Wie kann ich mich stressresistent machen?

Kräuter

 

Adaptogene Kräuter

 Dies ist eine Gruppe von Kräutern, die dem Körper helfen, effezienter mit Stresssituationen umzugehen und ihn generell stärken. Die Wirkung ist nicht organspezifisch. Diese Tonika haben eine Breitenbandwirkung auf das Nervensystem und den Rest des Körpers. Sie senken den Blutdruck und Blutzuckerspiegel und haben eine positive Wirkung auf die Verdauung. Sie fördern die Konzentration und wurden traditionell oft bei Sportlern zur Verbesserung der Kondition verwendet. In der Traditionellen Pharmakopie sind diese Kräuter besonders hoch gepriesen. Jedes medizinische System hat eine Reihe von Adpatogenen die als oft Allheilmittel verwendet wurden.

 

  • Ashwaghanda (Withania somnifera) wird oft als der “Indische Ginseng” beschrieben. Dieses Kraut wurde vermehrt in Ayurveda verwendet um die Lebenserwartung zu verlängern, Konvalenzaufbau nach langer Krankheit oder für stillende Mütter. Es ist hormonausgleichend und blutbildend.
    • Traditionell wurde das Pulver der Wurzel in Ghee (Butter) und Honig verabreicht. Verwendung: 1-2 TL pro Tag als Kapseln, Tinktur oder Abkochung in Wasser oder traditionell mit Butter und Honig.
  • Schisandra (Schisandra chinensis) eines in meiner Praxis am häufigsten verwendeten Kräuter. Der Chinesische Name Wu Wei Zi bedeutet “Fünf Geschmäcke”. Dies deutet auf die Auswirkung auf alle 5 Wandlungsphasen (Holz, Erde, Feuer, Wasser, Metall) hin. Studien zeigen, dass Schisandra den anioixidativen Status der Mitochondrien verbessert und Leberzellen speziell beschützt, da Glutathion (eines der wichtigsten Antioxidanten im Köper) potenziert wird. Übersetzt heißt es, dass es die Zellreparatur verbessert und Zellen schützt gegen negative Einflüsse von außen und innen. Schisandra wird eingesetzt, um die mentale und physische Leistung zu verbessern, bei Asthma und Allergien.
    • 1 Teelöffel getrocknete Beeren in Wasser 5 Minuten bedeckt abkochen lassen, 5 Minuten ziehen lassen. 2-3 Tassen pro Tag, Kann auch in eine Teemischung gemischt werden- 1/2 Teelöffel pro Tasse. Tinktur- 25-35 ml pro Woche.

 

Nervenstärker

 

Beruhigende Kräuter wie Johanniskraut, Haferstroh, Zitronenmelisse und Helmkraut sind die Klassiker, die ich in meiner Praxis verwende.

 

Beruhigende Nerventeemischung: Gleiche Teile Johanniskraut und Helmkraut, ½ Menge Zitronenmelisse und Haferstroh. 1 EL pro Tasse - 2-3 Tassen täglich.

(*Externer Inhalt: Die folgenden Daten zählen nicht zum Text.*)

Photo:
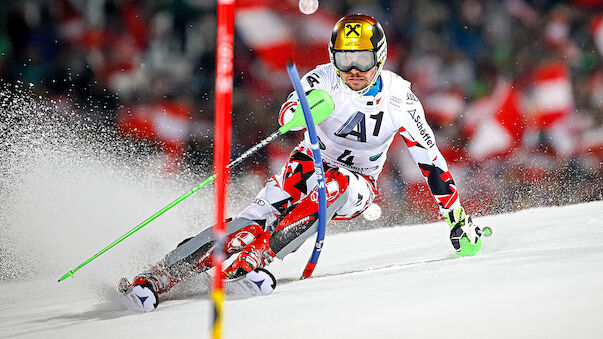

Bild: Hummus mit schwarzem Sesam & Leinsamen
Bild: Hummus mit schwarzem Sesam & Leinsamen

Ernährung

Ausreichend essentielle Fettsäuren: Omega 3 Fettsäuren sind besonders wichtig - gute Quellen: grasgefütterte, tierische Produkte, Fisch, Eier von Hühnern, die nicht nur mit Korn und Getreide ernährt werden, Algen, Leinsamen, Chia Samen.

 

Tryptophanreiche Lebensmittel: Truthahn, Hühner, Eier und besonders wichtig für VegetarierInnen Bohnen (besonders Kidneybohnen) und Linsen.

 

 

Blutzuckerspiegel regulieren: Komplexe Kohlehydrate und Ballaststoffe mit guten Fetten mischen. Z.B. Süßkartoffelpüree mit Kokusnussöl, Hirse und Quinoa, Salate mit reichhaltigem Olivenöldressing


Siehe Rezept- Brain bossting Energiekugerl 


Viel Zeit in der Natur verbringen- 'Nature deficit disorder' ist die neue Zivilisationskrankheit. Kräuter sammeln und dann verarbeiten ist besonders ausgleichend- und effizient! 

 

Auf Genügend Schlaf, Regelmässige Bewegung, Achtsamkeit und Meditationen auch nicht vergessen!

 

 

 

 

 

 

Die Empfehlungen in diesem Blog ersetzen nicht den Arztbesuch und bei Medikamenteneinnahme vor Einnahme von Kräutern immer mit einer Fachperson absprechen.